Ну, вот, пожалуй, и вся моя несложная жизнь до 28 сентября 1941 года.
Неотвеченных вопросов осталось уже немного:
Служил ли в Белой армии? Нет, не служил.
Состоял ли в антисоветских партиях? Нет, не состоял.
Есть ли родственники за границей… Родственники за границей…
Я протянул анкету Комарову.
— Не знаю, товарищ Комаров, что писать о родственниках за границей. По-моему, у меня таких нет. Но ручаться не могу. А вдруг есть?
Он засмеялся:
— Ничего, напишите, что нет. Подпишитесь на каждой анкете и пойдемте к Михаилу Борисовичу.
Чуть позже Комаров и я сидели в соседнем кабинете и наблюдали, как Михаил Борисович, склонившись над косо поставленным у окна столом, шуршал анкетами, быстро их просматривая.

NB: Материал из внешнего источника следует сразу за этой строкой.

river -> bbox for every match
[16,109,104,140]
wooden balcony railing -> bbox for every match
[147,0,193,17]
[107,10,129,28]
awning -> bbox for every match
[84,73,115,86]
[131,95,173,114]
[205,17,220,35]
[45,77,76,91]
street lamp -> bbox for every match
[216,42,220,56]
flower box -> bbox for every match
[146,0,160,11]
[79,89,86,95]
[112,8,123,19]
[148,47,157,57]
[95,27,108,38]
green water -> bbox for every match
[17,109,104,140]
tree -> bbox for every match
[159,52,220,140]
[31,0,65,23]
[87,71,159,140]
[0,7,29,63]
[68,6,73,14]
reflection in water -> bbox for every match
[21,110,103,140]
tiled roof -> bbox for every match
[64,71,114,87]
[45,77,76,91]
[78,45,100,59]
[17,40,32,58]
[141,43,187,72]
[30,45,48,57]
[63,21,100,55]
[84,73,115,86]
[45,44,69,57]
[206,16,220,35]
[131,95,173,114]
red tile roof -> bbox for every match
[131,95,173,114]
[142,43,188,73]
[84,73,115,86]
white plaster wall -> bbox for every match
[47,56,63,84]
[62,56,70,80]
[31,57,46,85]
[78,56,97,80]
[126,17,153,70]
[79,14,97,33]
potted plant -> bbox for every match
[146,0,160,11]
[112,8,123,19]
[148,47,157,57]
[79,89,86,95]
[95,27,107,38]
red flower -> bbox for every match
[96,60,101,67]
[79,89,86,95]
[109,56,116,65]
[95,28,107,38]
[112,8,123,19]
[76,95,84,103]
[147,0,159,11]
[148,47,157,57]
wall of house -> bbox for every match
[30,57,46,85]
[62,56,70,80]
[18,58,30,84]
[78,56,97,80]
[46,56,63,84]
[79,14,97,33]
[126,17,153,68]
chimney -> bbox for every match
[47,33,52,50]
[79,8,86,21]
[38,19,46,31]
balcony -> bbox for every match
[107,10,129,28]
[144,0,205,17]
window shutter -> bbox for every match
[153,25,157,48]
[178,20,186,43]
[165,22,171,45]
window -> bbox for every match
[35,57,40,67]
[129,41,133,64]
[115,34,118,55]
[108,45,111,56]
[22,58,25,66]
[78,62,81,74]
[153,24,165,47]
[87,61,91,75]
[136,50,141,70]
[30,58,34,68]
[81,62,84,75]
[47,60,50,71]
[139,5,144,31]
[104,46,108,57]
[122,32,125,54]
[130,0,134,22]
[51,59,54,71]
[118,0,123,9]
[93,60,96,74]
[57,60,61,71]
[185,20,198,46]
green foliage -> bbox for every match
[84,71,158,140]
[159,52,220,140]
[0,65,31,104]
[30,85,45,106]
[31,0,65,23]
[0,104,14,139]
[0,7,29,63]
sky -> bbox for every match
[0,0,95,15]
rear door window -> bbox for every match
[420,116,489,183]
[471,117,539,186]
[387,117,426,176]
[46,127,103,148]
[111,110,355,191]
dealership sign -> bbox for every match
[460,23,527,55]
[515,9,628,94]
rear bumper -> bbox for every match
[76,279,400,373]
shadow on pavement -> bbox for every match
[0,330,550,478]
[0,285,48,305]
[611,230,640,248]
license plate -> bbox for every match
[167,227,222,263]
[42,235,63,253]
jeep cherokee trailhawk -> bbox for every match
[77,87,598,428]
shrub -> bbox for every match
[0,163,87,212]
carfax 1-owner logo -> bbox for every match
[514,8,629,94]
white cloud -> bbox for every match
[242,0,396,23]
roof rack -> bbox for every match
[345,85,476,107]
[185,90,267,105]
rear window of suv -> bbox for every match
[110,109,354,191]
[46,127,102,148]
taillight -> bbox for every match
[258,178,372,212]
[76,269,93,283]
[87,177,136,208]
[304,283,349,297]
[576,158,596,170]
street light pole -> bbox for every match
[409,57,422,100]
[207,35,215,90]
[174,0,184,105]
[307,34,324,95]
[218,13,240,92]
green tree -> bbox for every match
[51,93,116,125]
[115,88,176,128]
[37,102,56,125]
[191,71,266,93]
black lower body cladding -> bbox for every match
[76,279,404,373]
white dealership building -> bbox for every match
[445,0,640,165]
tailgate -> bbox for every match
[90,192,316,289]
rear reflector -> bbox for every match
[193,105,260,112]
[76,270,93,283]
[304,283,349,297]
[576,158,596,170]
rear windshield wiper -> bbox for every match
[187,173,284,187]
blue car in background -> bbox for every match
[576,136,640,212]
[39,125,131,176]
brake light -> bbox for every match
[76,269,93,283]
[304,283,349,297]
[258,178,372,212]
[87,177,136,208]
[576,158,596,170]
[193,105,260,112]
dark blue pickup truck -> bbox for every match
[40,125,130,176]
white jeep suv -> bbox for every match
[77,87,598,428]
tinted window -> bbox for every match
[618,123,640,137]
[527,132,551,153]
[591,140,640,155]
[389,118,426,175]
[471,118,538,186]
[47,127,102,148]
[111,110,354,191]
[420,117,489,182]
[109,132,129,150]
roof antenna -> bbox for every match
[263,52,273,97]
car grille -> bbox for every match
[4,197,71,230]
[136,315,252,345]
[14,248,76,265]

Его широкий лоб уходил двумя острыми углами в редкие, темные волосы. Седина на висках. Узкий, плотно сжатый рот. Крутой, упрямый подбородок.
Он поднял глаза и посмотрел на меня умным, пристальным взглядом.
— Ну, что-ж. Перейдем, пожалуй, к разговору по существу. Мы — разведчики, Николай. Вы находитесь в одном из отделов военной разведки. Мы вызвали вас, чтобы поручить важное государственное задание. Если вы захотите, конечно. Мы работаем только на принципе добровольности…
Михаил Борисович встал, подошел к окну и побарабанил пальцами по стеклу, как бы давая мне время подумать.
Но обдумывать мне было в сущности нечего. Реальность оказалась такой, о которой в девятнадцать лет и в дни войны можно было лишь мечтать. Разведка! Это действительно может оказаться не менее нужным, чем фронт.
Наверно, Михаил Борисович прочитал все это на моем лице. Может быть, даже выражение моих глаз в тот момент стало похожим на преданный взгляд молодого человека из соседней комнаты, потому что, сев обратно за стол, Михаил Борисович заговорил уже тоном начальника с новоприобретенным сотрудником.